CogGen: Cognitive-Load-Informed Fully Unsupervised Deep Generative Modeling for Compressively Sampled MRI Reconstruction
This work addresses MRI reconstruction for medical imaging when training data or compute are limited, but it is incremental as it builds on existing unsupervised methods like DIP and INR.
The paper tackled the problem of fully unsupervised deep generative modeling for compressively sampled MRI reconstruction by proposing CogGen, which uses a cognitive-load-informed approach with staged inversion and easy-to-hard scheduling, resulting in improved reconstruction fidelity and convergence behavior compared to baselines.

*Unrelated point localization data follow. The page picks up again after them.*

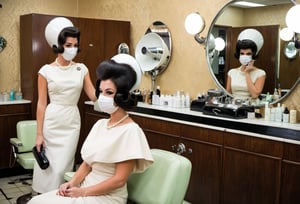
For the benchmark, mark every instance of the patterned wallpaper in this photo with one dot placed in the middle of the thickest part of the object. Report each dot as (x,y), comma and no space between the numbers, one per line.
(188,69)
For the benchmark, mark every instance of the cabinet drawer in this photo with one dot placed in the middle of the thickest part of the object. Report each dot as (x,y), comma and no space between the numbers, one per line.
(291,152)
(202,134)
(253,144)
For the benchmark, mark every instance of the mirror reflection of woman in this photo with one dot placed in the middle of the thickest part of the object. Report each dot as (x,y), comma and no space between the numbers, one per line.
(247,81)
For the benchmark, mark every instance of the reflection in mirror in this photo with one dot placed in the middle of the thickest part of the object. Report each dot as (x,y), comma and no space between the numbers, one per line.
(282,72)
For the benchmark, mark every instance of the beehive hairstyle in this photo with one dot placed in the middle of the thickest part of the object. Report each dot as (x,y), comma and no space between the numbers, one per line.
(123,76)
(62,38)
(245,44)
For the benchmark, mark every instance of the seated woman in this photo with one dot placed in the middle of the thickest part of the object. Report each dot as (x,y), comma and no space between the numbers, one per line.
(246,81)
(114,148)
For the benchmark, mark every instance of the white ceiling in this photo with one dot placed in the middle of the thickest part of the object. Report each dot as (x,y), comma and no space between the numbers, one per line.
(267,2)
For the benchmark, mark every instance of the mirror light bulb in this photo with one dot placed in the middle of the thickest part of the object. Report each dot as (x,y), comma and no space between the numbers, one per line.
(292,18)
(194,23)
(286,34)
(220,44)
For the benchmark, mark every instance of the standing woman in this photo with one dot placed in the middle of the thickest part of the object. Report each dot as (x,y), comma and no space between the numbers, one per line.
(58,123)
(247,81)
(114,148)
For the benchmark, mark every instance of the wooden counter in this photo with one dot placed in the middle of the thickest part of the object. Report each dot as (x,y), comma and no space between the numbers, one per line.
(259,164)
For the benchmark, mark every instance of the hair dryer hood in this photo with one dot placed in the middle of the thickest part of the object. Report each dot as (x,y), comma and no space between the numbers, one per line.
(152,53)
(54,27)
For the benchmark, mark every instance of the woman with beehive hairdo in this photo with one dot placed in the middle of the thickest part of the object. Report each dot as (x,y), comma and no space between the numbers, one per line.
(247,81)
(114,148)
(58,122)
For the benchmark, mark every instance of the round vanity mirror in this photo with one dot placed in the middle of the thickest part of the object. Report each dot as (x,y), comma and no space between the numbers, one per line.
(268,17)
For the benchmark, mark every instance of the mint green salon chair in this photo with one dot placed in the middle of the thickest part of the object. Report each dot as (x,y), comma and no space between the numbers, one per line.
(24,142)
(164,182)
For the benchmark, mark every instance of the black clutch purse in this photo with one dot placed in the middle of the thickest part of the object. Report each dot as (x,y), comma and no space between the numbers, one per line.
(41,158)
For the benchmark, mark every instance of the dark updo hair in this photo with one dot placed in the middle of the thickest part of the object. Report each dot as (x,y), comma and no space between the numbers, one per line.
(245,44)
(124,77)
(62,38)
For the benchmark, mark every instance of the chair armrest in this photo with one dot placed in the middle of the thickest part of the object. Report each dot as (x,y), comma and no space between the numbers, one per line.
(16,142)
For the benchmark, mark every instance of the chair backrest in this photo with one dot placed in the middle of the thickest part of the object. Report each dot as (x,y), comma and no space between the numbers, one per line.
(164,182)
(26,133)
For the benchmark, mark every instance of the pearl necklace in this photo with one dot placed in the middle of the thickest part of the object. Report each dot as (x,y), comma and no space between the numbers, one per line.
(61,66)
(117,123)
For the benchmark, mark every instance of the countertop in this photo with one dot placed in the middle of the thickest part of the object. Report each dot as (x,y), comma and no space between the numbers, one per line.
(278,131)
(14,102)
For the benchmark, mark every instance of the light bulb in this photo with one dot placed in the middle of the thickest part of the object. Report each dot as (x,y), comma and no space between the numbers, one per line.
(286,34)
(292,18)
(194,23)
(220,44)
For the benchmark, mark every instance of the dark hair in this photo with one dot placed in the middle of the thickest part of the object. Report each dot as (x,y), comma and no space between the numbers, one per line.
(62,37)
(245,44)
(124,77)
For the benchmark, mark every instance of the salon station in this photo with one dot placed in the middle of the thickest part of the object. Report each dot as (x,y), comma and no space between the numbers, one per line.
(242,149)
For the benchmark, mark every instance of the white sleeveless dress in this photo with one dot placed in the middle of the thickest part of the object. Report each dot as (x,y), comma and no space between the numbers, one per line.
(61,124)
(101,150)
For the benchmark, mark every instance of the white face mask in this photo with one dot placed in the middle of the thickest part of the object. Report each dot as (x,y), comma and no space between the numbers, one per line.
(245,59)
(69,53)
(106,104)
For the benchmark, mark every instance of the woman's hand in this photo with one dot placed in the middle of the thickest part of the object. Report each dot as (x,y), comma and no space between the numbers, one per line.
(250,67)
(39,143)
(62,191)
(71,191)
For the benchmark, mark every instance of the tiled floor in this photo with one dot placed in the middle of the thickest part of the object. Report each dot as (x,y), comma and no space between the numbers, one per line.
(10,192)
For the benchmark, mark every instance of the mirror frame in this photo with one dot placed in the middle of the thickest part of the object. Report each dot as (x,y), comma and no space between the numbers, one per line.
(211,70)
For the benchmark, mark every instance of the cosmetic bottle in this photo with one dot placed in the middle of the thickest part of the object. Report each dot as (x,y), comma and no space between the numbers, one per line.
(272,115)
(12,95)
(267,112)
(275,95)
(278,113)
(286,115)
(293,115)
(158,90)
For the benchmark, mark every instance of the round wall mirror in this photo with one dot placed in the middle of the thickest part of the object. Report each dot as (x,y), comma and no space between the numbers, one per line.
(269,18)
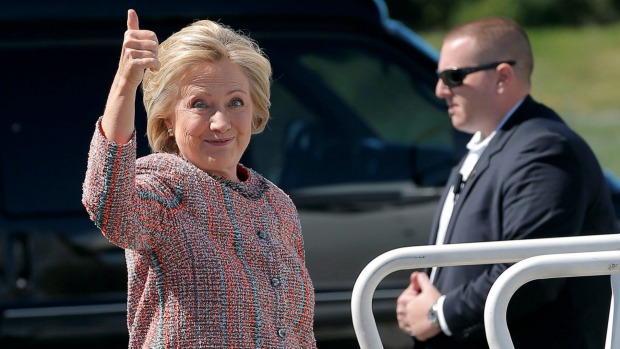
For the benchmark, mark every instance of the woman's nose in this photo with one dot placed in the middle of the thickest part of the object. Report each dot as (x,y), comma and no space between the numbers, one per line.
(219,122)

Fully unsupervised deep generative modeling (FU-DGM) is promising for compressively sampled MRI (CS-MRI) when training data or compute are limited. Classical FU-DGMs such as DIP and INR rely on architectural priors, but the ill-conditioned inverse problem often demands many iterations and easily overfits measurement noise. We propose CogGen, a cognitive-load-informed FU-DGM that casts CS-MRI as staged inversion and regulates task-side "cognitive load" by progressively scheduling intrinsic difficulty and extraneous interference. CogGen replaces uniform data fitting with an easy-to-hard k-space weighting/selection strategy: early iterations emphasize low-frequency, high-SNR, structure-dominant samples, while higher-frequency or noise-dominated measurements are introduced later. We realize this schedule through self-paced curriculum learning (SPCL) with complementary criteria: a student mode that reflects what the model can currently learn and a teacher mode that indicates what it should follow, supporting both soft weighting and hard selection. Experiments and analyses show that CogGen-DIP and CogGen-INR improve reconstruction fidelity and convergence behavior compared with strong unsupervised baselines and competitive supervised pipelines.